As long-time readers of this blog will know, I’m actually quite skeptical about judicial supremacy, and I think that Baude is right that Marbury did not assert judicial supremacy. The problem with Baude’s argument is that Marbury was about co-ordinate and equal branches, but where interpretation of the federal Constitution is concerned, the United States Supreme Court and the Alabama Supreme Court are not equal. Article VI makes the laws of the United States as well as the Constitution binding, and decisions of the United States Supreme Court–which are certainly law–are no more and no less binding on the state of Alabama than statutes passed by Congress. The problem with Cooper v. Aaron, in my view, is that it went further than it needed to. Upholding Brown did not require an assertion of judicial supremacy, but rather merely required noting the far more banal fact that states are bound by federal law, and the state of Arkansas cannot nullify United States Supreme Court decisions any more than they can nullify acts of Congress.
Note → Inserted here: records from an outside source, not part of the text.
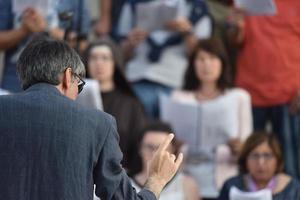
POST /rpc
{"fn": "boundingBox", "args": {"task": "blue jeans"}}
[252,105,300,178]
[132,80,172,119]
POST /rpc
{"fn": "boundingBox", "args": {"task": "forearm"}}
[0,27,29,50]
[49,28,65,40]
[145,177,165,199]
[112,173,159,200]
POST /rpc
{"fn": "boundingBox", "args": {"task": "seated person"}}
[219,132,300,200]
[131,122,199,200]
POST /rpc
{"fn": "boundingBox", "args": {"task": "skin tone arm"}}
[183,176,201,200]
[227,8,245,45]
[145,134,183,199]
[0,8,64,50]
[0,8,64,50]
[95,0,112,36]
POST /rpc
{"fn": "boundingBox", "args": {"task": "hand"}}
[166,17,193,33]
[289,90,300,114]
[227,138,243,156]
[145,134,183,198]
[22,8,47,33]
[127,28,148,47]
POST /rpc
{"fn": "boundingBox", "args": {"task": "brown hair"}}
[238,131,284,174]
[127,120,183,177]
[183,38,232,91]
[82,38,137,99]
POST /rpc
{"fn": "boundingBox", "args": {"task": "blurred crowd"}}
[0,0,300,200]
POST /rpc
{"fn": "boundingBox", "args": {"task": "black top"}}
[101,89,146,167]
[218,175,300,200]
[0,84,155,200]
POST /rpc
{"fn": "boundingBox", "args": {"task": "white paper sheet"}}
[229,187,272,200]
[160,94,201,148]
[234,0,277,15]
[13,0,51,15]
[136,0,179,31]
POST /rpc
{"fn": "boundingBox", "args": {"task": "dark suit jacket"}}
[0,83,155,200]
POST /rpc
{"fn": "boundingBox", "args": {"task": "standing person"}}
[0,39,183,200]
[0,0,89,92]
[86,39,146,167]
[171,39,252,198]
[230,0,300,177]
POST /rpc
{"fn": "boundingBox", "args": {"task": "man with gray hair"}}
[0,39,182,200]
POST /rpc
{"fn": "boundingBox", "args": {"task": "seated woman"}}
[219,132,300,200]
[85,40,146,167]
[171,39,252,198]
[131,122,199,200]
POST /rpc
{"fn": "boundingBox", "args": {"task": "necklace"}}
[247,175,276,192]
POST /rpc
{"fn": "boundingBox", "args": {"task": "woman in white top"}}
[171,39,252,198]
[131,121,199,200]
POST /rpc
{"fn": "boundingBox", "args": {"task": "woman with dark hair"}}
[131,121,199,200]
[85,40,146,167]
[219,132,300,200]
[171,38,252,198]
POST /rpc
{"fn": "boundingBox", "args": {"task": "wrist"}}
[145,176,166,199]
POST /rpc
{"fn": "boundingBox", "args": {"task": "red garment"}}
[236,0,300,106]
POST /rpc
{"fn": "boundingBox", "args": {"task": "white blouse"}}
[171,88,253,198]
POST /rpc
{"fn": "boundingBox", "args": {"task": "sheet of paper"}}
[13,0,51,15]
[234,0,277,15]
[160,94,201,148]
[229,187,272,200]
[136,0,179,31]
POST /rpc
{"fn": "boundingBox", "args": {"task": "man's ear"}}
[62,68,72,90]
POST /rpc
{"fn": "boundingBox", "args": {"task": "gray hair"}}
[17,38,85,90]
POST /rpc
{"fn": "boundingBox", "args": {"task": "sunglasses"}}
[73,73,85,94]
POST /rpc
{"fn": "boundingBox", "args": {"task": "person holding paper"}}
[229,0,300,178]
[101,0,212,118]
[0,38,183,200]
[0,0,89,92]
[171,38,252,198]
[218,132,300,200]
[130,121,201,200]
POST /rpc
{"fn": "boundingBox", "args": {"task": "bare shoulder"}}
[274,173,292,194]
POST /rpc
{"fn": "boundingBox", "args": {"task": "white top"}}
[171,88,253,145]
[164,88,252,198]
[126,0,212,88]
[131,173,185,200]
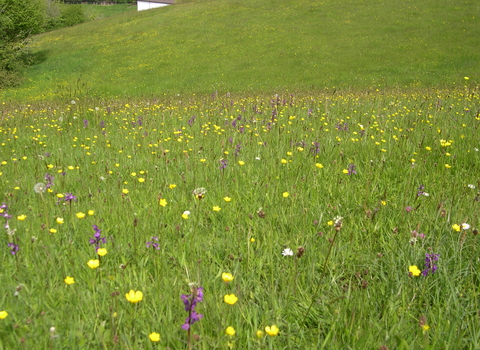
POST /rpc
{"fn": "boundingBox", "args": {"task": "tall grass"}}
[0,85,480,349]
[1,0,480,101]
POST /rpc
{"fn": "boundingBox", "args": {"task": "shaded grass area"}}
[2,0,480,100]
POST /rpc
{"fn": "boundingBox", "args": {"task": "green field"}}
[0,0,480,350]
[0,0,480,101]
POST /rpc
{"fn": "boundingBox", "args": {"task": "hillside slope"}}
[0,0,480,100]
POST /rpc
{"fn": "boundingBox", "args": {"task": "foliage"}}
[3,0,480,100]
[0,86,480,350]
[0,0,43,89]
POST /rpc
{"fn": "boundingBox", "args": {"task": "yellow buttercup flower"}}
[125,289,143,303]
[265,325,280,337]
[63,276,75,284]
[223,294,238,305]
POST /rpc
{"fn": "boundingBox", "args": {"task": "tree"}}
[0,0,45,88]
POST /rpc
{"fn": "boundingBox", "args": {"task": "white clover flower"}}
[282,248,293,256]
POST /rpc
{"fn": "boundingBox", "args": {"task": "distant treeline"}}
[62,0,136,5]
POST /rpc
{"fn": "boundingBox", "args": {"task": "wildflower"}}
[87,259,100,269]
[223,294,238,305]
[7,243,20,255]
[88,225,107,254]
[219,158,228,169]
[192,187,207,199]
[408,265,421,276]
[348,164,357,175]
[148,332,160,342]
[146,236,160,250]
[265,325,279,337]
[282,248,293,256]
[422,253,440,276]
[65,193,77,203]
[97,248,108,256]
[222,272,234,283]
[125,289,143,303]
[180,286,203,331]
[63,276,75,285]
[33,182,46,193]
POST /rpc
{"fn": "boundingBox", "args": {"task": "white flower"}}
[282,248,293,256]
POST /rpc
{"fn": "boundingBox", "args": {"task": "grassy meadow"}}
[0,0,480,101]
[0,85,480,349]
[0,0,480,350]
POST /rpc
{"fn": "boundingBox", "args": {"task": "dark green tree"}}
[0,0,45,88]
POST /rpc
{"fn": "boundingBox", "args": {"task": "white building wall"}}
[137,1,168,11]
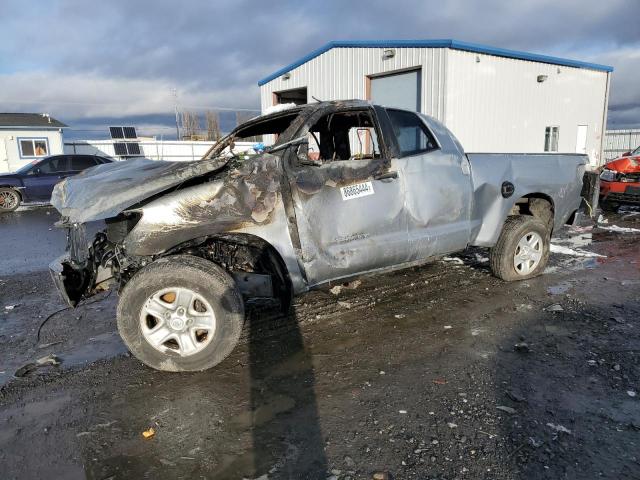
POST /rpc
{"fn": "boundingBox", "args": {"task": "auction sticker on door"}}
[340,182,375,200]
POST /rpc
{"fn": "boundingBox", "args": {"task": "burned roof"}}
[0,113,67,128]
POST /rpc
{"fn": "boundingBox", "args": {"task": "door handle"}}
[373,170,398,180]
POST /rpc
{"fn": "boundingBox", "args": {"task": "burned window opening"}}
[306,110,381,162]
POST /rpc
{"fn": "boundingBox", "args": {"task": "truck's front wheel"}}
[117,255,244,372]
[489,215,550,282]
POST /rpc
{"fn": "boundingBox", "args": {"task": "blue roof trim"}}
[258,39,613,86]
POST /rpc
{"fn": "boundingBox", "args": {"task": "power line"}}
[0,99,260,113]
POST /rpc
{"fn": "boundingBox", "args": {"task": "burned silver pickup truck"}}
[51,101,587,371]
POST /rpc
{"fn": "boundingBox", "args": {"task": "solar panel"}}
[113,142,127,157]
[127,142,140,155]
[122,127,138,138]
[109,127,124,138]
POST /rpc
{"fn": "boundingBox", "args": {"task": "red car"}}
[600,147,640,211]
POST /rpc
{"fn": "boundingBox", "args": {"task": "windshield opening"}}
[16,160,41,174]
[203,110,300,159]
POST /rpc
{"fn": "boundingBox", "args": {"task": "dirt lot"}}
[0,209,640,480]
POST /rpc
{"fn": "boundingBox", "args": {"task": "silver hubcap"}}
[513,232,543,275]
[140,287,216,357]
[0,190,18,209]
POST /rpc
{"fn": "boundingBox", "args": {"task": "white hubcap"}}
[140,287,216,357]
[513,232,543,276]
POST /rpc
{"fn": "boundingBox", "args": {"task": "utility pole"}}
[171,88,180,140]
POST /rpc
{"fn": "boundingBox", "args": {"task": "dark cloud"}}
[0,0,640,129]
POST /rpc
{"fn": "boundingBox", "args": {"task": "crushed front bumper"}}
[49,254,92,307]
[600,180,640,205]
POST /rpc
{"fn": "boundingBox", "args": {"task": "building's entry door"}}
[0,138,11,172]
[576,125,587,153]
[370,70,422,112]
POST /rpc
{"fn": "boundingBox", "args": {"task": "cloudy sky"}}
[0,0,640,137]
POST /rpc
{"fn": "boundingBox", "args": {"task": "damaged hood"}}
[51,157,229,223]
[605,156,640,173]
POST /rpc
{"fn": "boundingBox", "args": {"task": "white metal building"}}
[0,113,66,173]
[258,40,613,166]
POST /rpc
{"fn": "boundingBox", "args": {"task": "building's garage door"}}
[371,70,421,112]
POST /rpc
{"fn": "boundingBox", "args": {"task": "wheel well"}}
[509,193,555,232]
[163,233,293,309]
[0,185,24,201]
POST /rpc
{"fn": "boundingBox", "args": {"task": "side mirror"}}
[296,141,322,167]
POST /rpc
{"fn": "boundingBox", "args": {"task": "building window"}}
[18,138,49,158]
[544,127,560,152]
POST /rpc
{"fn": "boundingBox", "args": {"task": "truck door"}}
[287,108,408,286]
[386,109,472,260]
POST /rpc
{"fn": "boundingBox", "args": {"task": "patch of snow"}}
[476,253,489,263]
[599,225,640,233]
[551,243,607,258]
[442,257,464,265]
[547,423,571,435]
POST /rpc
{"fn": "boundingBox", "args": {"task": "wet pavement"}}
[0,209,640,480]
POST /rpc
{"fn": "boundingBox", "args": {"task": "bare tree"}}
[205,110,222,142]
[182,111,200,139]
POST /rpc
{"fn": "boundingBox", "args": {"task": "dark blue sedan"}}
[0,154,113,213]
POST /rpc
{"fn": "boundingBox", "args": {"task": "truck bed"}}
[466,153,589,247]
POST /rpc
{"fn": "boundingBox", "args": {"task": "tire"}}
[489,215,550,282]
[117,255,244,372]
[0,188,22,213]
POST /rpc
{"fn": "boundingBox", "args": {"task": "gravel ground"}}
[0,207,640,480]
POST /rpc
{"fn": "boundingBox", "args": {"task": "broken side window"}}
[307,111,380,162]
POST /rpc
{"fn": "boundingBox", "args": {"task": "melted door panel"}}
[291,159,408,285]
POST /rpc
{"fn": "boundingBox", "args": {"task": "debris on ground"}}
[549,243,607,258]
[529,437,543,448]
[505,390,526,403]
[13,353,62,377]
[545,303,564,312]
[547,423,571,435]
[329,280,362,295]
[371,472,392,480]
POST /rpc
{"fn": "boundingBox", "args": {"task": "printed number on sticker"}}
[340,182,374,200]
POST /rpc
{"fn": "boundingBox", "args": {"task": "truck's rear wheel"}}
[117,255,244,372]
[0,188,22,213]
[489,215,550,282]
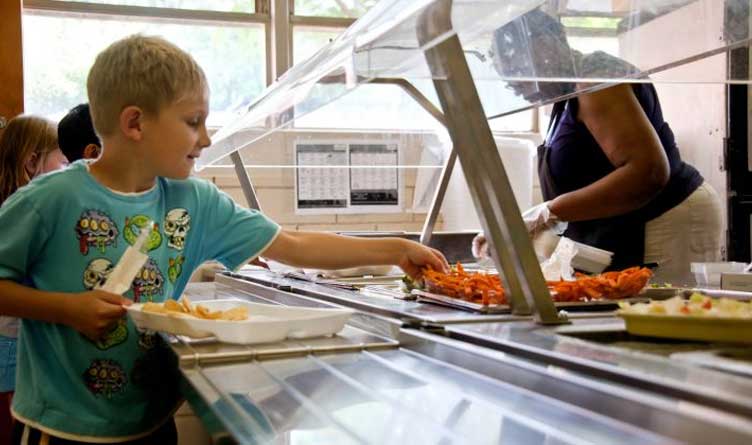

It should be noted as well that Baude’s Calhounite analysis would be completely unworkable in practice. This logic, if applied seriously, would allow states to nullify all federal law–just as Parker can claim that he’s not bound by Roper because it is an erroneous interpretation of the Constitution, the state of Alabama could say it’s not bound by a federal statute because it is beyond the legitimate enumerated powers of Congress and hence does not represent a valid “law” under the Supremacy Clause. (Congress’ constitutional interpretations, under this theory, certainly cannot be more binding than judicial interpretations.) Allowing states to selectively nullify federal law has been generally abandoned for good reason, and Baude’s legal theory was thankfully and permanently buried by the Civil War. Oliver Wendell Holmes once wrote that “I do not think the United States would come to an end if we lost our power to declare an act of Congress void. I do think the union would be imperiled if we could not make that declaration as to the laws of the several states.” He was right. Somebody has to be able to provide authoritative resolutions to conflicts arising from competing legal interpretations between different levels of government, and the Constitution logically locates the resolution of disputes about federal law in federal institutions.